| I fail to see how Perl-golf style conciseness is inherently more "productive" (particularly when it makes it harder to understand and maintain operationally important software). Let me ask a simple question here, how does one possibly remember all the vi commands or emacs commands for that matter? The answer is no one sits down with sheet of paper and memorizes these sort of things. A person sits down and understands how to use a particular tool, and then later on he just looks up to some form of a reference. Over time this becomes just muscle memory. This where tools like Perl/Awk/Sed and other Unix text processing tools win over Python. You have to spend some learning how to use them initially after which you get very productive with them.
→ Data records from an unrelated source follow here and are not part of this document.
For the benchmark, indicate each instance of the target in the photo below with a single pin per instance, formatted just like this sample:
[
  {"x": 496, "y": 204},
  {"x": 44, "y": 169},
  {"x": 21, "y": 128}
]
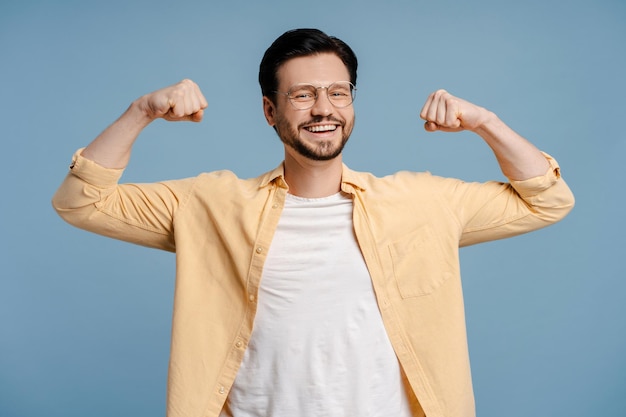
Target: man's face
[{"x": 318, "y": 133}]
For most people who don't have exposure to how much one can push the combination of pipes and Unix text processing utilities its a little difficult to explain it in words. You have to just use it to feel how power full they are. Often you can save days of effort writing lengthy programs and testing them. All you need to be is familiar with the Unix text processing utilities and know how sew them using pipes and you can amazing lot of work without writing any code at all. Perl has a special distinction that it not only helps you do all this things seamlessly but also makes a great scripting language for any task imaginable today. You get one platform for quick scripts plus application development of almost any kind. They didn't call Perl the swiss army knife and duct tape of the internet just like that. I don't think any other programming language has come to adapting practical software realities as much as Perl has. Every other programming language forces you think in one way or tries to force its paradigm you. On the other hand, Perl bends towards your paradigm. That to me is more than sufficient reason to use and go back to Perl again, because adaptability ensures survival on the longer run. A painter is never happy when the brush dictates his art. A painter is happy when the brush paints the way he wishes to dictate his art. |
Until someone else has to maintain your code. I've noticed that most folks who default to Perl tend to write Perl in a manner largely inconsistent with the next guy's. "Bending toward your paradigm" is not an inherent good if anyone else ever has to deal with your paradigm after you leave.
Consistency at 90% your-arbitrary-metric-of-quality is generally better than wild inconsistency at 100% your-arbitrary-metric-of-quality, at least when multiple people are around.